Unfortunately there is no improvement with the new version. Thank you for the suggestion!

This is going to be slow because (a) you are allocating an array on the heap just to pass to evalpoly and (b) the evalpoly function can’t inline/unroll because it doesn’t statically know the number of coefficients. Pass a tuple instead, as recommended in the evalpoly docs:

function tanh_poly(x)
    return x*evalpoly(x,(2027025, 0, 270270, 0, 6930, 0, 36))/evalpoly(x,(2027025, 0, 945945, 0, 51975, 0, 630, 0, 1))

which gives (using BenchmarkTools.jl):

julia> @btime tanh_pade($(Ref(0.1))[]);
  5.732 ns (0 allocations: 0 bytes)

julia> @btime tanh_poly($(Ref(0.1))[]);
  4.198 ns (0 allocations: 0 bytes)

so it is a bit faster than tanh_pade. (It evaluates the polynomial using Horner’s method, which requires fewer multiplies than writing out each monomial separately.)
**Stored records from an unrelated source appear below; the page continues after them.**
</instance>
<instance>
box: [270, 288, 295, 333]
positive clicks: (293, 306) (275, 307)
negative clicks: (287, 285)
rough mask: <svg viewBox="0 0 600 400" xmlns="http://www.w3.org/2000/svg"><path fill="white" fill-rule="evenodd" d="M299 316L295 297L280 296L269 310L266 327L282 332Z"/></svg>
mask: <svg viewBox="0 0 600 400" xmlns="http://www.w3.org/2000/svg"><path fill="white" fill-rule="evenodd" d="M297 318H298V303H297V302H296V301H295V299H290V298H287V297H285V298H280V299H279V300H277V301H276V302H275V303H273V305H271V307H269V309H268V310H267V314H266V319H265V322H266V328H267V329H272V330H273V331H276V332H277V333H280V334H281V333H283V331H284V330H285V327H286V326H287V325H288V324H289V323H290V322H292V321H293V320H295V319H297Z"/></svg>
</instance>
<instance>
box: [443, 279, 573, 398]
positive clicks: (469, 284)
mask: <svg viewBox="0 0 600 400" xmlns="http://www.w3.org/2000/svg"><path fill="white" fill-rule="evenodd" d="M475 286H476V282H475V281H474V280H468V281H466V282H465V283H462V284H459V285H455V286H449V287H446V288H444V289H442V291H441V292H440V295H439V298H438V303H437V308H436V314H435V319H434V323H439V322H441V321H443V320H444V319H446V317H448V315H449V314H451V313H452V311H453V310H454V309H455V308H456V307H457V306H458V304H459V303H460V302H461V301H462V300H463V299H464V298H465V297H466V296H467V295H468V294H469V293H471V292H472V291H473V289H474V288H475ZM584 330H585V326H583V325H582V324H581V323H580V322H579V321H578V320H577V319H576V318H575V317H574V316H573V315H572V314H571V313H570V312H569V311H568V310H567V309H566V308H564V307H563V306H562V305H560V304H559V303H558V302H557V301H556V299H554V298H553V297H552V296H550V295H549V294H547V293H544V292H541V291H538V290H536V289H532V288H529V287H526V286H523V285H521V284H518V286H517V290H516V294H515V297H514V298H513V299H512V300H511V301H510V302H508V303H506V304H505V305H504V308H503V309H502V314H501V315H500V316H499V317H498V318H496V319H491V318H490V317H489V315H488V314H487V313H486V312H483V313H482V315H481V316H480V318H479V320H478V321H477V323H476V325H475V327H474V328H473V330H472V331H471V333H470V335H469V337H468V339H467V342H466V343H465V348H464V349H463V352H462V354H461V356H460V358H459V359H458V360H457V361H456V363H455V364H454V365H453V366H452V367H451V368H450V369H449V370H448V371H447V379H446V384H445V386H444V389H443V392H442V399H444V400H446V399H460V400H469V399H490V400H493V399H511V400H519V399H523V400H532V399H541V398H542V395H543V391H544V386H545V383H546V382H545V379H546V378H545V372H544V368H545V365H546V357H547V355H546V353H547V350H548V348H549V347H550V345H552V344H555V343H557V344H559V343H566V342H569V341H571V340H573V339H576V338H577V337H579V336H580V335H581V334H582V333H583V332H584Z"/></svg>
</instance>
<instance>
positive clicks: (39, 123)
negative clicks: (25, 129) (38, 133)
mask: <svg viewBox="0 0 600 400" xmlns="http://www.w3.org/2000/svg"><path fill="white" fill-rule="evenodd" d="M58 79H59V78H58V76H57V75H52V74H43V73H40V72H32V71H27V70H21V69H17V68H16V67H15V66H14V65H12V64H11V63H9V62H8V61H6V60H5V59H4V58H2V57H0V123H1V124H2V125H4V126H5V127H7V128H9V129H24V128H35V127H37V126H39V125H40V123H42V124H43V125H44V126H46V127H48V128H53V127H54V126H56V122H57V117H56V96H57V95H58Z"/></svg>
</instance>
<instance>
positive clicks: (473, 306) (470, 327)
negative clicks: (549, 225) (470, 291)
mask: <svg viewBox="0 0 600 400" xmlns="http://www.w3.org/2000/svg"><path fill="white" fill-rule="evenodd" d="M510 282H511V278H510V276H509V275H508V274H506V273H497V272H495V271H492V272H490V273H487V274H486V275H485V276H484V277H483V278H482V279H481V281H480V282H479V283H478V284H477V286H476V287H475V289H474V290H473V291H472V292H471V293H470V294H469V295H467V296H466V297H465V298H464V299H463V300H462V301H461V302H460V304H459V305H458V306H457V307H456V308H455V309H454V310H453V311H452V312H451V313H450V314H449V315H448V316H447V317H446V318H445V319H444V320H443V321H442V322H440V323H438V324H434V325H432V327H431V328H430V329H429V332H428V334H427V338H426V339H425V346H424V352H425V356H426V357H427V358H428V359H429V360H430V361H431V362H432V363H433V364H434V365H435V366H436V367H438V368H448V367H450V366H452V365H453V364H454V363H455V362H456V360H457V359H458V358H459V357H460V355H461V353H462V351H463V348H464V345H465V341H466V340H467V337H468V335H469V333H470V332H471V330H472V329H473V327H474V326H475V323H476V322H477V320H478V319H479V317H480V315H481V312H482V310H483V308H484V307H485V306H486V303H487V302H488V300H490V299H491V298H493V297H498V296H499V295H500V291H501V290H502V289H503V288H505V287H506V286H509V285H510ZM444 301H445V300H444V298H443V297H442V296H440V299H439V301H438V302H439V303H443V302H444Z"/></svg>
Even better, rather than having every other coefficient be zero, you should express it as a polynomial in x*x:

function tanh_poly2(x)
    return x*evalpoly(x*x,(2027025, 270270, 6930, 36))/evalpoly(x*x,(2027025, 945945, 51975, 630, 1))

which is even faster:

julia> @btime tanh_poly2($(Ref(0.1))[]);
  3.634 ns (0 allocations: 0 bytes)

PS. For more discussion of why inlining/unrolling of polynomial evaluation is important, and how it is done in Julia, see this JuliaCon 2019 talk.